Héctor le sostuvo la mirada. Pero no estaba viéndole a él, sino a Diego Espinosa. Finalmente el viejo no se había muerto sin pisar las calles de La Habana. La hazaña no fue comentada por la prensa ni se le concedió medalla alguna por ella. Las negociaciones no avanzaban. No estaba garantizado que una entrevista clandestina con Fidel sirviera de nada. Los halcones del Pentágono no estaban a favor. Los espías rusos que infestaban la isla, tampoco. Pero el presidente dio el visto bueno. Más tarde se supo que el avión en que volaba su padre llegó a aterrizar gracias a un mecanismo de disparo defectuoso que abortó un misil tierra-aire destinado a derribarle.
«Algunas veces en la vida hay que jugársela, hijo. Para eso somos hombres».
* * *
Estaba amaneciendo cuando salieron del sótano. Popov y Geldman montaron en un Mercedes negro con placas diplomáticas que arrancó casi sin ruido y desapareció en un instante tras las puertas blindadas. Velasco, Héctor y Dijstra se dirigieron hacia el anticuado Volvo del coronel.
—Suba, mayor —dijo Velasco—. Le llevo a casa.
—Gracias, coronel. Creo que preferiría ir dando un paseo.
—Se acabaron los paseos por ahora.
—¿Y eso?
—Teníamos un topo —dijo Velasco—. Todavía no sabemos cuánto les ha contado. Posiblemente habrá dado nombres.

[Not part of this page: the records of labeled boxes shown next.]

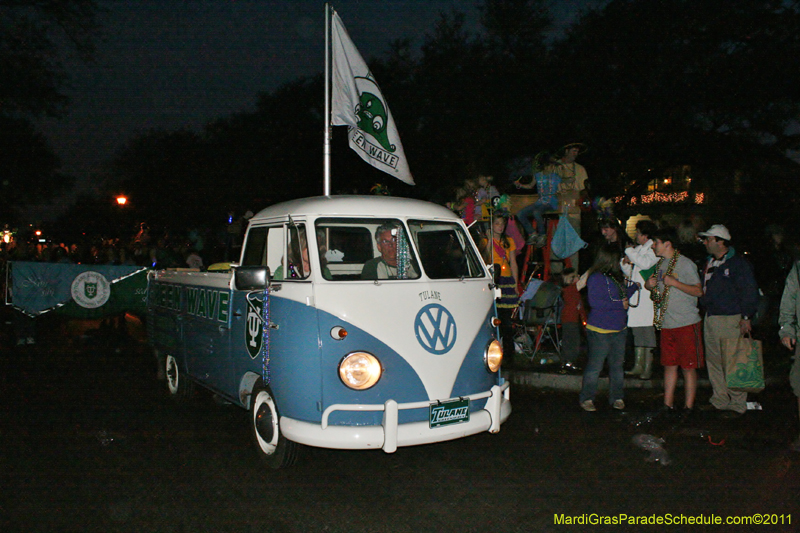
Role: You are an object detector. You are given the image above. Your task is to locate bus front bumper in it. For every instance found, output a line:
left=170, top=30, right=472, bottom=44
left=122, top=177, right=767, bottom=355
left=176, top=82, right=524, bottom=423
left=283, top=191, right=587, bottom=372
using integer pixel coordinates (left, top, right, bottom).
left=280, top=381, right=511, bottom=453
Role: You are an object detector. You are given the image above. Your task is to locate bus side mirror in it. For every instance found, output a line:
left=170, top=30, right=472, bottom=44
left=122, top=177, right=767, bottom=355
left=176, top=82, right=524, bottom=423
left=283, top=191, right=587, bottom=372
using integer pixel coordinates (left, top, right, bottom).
left=233, top=265, right=270, bottom=291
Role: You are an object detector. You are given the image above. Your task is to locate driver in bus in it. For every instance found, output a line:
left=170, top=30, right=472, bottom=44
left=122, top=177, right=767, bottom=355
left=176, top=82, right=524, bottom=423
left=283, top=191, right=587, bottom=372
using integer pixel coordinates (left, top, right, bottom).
left=361, top=222, right=419, bottom=279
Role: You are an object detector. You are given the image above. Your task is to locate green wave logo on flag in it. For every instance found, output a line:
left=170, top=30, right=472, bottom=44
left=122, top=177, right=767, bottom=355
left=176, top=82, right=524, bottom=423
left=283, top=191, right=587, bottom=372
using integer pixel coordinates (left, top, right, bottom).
left=331, top=12, right=414, bottom=185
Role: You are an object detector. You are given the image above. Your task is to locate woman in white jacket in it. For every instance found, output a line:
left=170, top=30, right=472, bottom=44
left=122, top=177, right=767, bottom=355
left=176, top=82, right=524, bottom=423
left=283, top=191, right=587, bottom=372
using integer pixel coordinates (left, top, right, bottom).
left=621, top=220, right=658, bottom=379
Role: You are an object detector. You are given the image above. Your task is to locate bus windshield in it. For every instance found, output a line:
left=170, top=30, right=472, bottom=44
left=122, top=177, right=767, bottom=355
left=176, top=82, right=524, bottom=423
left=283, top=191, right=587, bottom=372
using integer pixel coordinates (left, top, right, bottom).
left=315, top=218, right=484, bottom=281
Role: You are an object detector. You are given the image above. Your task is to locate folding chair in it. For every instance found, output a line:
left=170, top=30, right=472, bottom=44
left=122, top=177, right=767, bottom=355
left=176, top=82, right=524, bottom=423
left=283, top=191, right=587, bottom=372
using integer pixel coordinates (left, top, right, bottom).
left=520, top=280, right=562, bottom=360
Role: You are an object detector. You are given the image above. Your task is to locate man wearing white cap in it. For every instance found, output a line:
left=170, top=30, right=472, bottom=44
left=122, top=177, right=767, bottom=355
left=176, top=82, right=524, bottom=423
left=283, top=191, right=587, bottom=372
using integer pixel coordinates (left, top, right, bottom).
left=698, top=224, right=758, bottom=416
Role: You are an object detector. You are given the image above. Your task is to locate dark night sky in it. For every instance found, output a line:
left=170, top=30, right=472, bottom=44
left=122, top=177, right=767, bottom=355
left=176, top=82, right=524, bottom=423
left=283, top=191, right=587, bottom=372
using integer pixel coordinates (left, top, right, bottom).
left=31, top=0, right=591, bottom=216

En ese caso se ha convertido en una pieza sabrosa para el servicio secreto iraní.
—¿Voy a tener que llevar escolta a todas horas?
—No va a hacer falta. Volamos esta noche a San Francisco. Pasado mañana tiene que estar trabajando en Livermore.
—¡Esta noche! —Héctor retrocedió un paso, como si Velasco acabara de propinarle un empujón—. Creí que dispondría de unos cuantos días.
—El tiempo apremia y aquí no está seguro. Dijstra pasará a buscarle hacia el mediodía. Procure dormir algo y prepárese una maleta ligera. No se moleste en recoger la casa.
—¿Qué hay de mi oficina? No puedo desaparecer así por las buenas.
—Ya nos ocuparemos. Anímese. En un par de meses toda esta mierda será historia.
—¿Puedo al menos… despedirme?
Supo la respuesta antes de que el coronel hablara. Bastó con observar la manera en que estudiaba las bien lustradas punteras de sus zapatos.
—Lo siento, Espinosa.
Tenía razón. ¿Qué iba a decirle a Irene, que apenas soportaba sus silencios? ¿Cómo iba a justificarle su desaparición sin explicarle adónde iba, qué iba a hacer, cuándo volvería?
La había perdido. De la peor manera posible. Desapareciendo de su vida a hurtadillas, como un ladrón.